日本医師会と日本医学会は、6月15日、「新たな専門医の仕組みの導入」について、基本診療領域を担う学会理事長宛てに要望しました。
<新たな専門医の仕組みの導入について>
日本専門医機構に示されている各学会で検討されている現在の新たな専門医の仕組みをこのまま拙速に導入しますと、指導医を含む医師及び研修医が都市部の大学病院等大規模な急性期医療機関に集中し、地域偏在がさらに拡大する懸念が強く、現状でも医師の確保が困難な地域が多いことから、地域医療の現場に大きな混乱をもたらすとの不安が大きくなっています。

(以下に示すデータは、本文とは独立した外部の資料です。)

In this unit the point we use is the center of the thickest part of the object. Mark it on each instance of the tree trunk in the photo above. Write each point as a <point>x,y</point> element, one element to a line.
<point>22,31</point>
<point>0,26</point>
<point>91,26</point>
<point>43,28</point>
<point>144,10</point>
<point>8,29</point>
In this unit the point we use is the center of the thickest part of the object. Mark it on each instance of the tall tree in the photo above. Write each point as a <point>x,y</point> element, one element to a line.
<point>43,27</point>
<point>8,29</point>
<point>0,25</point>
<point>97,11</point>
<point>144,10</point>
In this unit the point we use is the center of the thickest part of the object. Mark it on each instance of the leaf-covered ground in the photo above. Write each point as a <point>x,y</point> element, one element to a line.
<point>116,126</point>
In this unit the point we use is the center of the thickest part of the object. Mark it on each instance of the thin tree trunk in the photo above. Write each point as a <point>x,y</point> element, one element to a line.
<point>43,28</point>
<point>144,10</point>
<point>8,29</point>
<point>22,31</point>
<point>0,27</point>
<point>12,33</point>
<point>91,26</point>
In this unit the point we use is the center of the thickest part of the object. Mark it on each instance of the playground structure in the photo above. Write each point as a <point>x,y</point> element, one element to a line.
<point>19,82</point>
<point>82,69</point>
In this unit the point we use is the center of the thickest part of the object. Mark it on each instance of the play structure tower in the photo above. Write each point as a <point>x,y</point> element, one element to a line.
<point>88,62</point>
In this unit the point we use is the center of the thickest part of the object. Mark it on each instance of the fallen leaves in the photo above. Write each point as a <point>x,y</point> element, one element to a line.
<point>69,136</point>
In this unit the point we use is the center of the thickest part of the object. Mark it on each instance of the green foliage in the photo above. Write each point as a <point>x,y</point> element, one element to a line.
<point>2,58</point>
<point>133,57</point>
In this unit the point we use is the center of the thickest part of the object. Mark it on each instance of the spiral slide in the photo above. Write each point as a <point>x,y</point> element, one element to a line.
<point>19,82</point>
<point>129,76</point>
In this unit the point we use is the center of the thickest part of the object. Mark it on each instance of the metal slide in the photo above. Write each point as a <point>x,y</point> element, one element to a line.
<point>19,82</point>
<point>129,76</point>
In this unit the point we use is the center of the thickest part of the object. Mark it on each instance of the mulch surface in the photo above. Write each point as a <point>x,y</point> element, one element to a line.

多くの関係者が本仕組みへの強い懸念を持ったまま、拙速に導入することによる医療現場の混乱で、最終的に不利益を受けるのは患者、国民であり、地域医療への影響を考えれば、これまでの日本専門医機構の意思決定のプロセスは、透明性、中立性、社会的説明責任が不足していました。
新たな専門医の仕組みの大前提は、地域医療を直接担う医療関係者に止まらず、何よりも医療を受ける患者、国民の理解と協力が得られるかどうかであると思います。現在、日本専門医機構において新たな役員が選出されておりますが、日本専門医機構がこれまで勝ち得なかった国民の信頼を改めて獲得すべく、新たな専門医育成並びに充実した地域医療体制の実現に相応しいものを目指し、今後更に、幅広い関係者の意見が反映できるようにしなければなりません。
このため、各診療領域を担う学会におかれては、現時点においては一度立ち止まっていただき、患者、国民の視点を十分に踏まえた幅広い関係者による新たな検討の場での集中的な精査を待って対応方針を判断していただきますよう、改めてお願いいたします。なお、この新たな検討の場における集中的な精査は、患者、国民の視点を十分に踏まえた幅広い関係者の参加を得て客観的かつ早急に行うことが重要です。
それを踏まえ、日本専門医機構において新たに選出された執行体制と、各学会において十分協議のうえ、問題がないとされた学会は、新たな専門医の仕組みを平成29年度から開始するようお願い申し上げます。
その際、各学会におかれましては、現在検討している新たな専門医の仕組みについて、各学会所属会員に対し、早急に広くご意見をうかがっていただくようあわせてお願い申し上げます。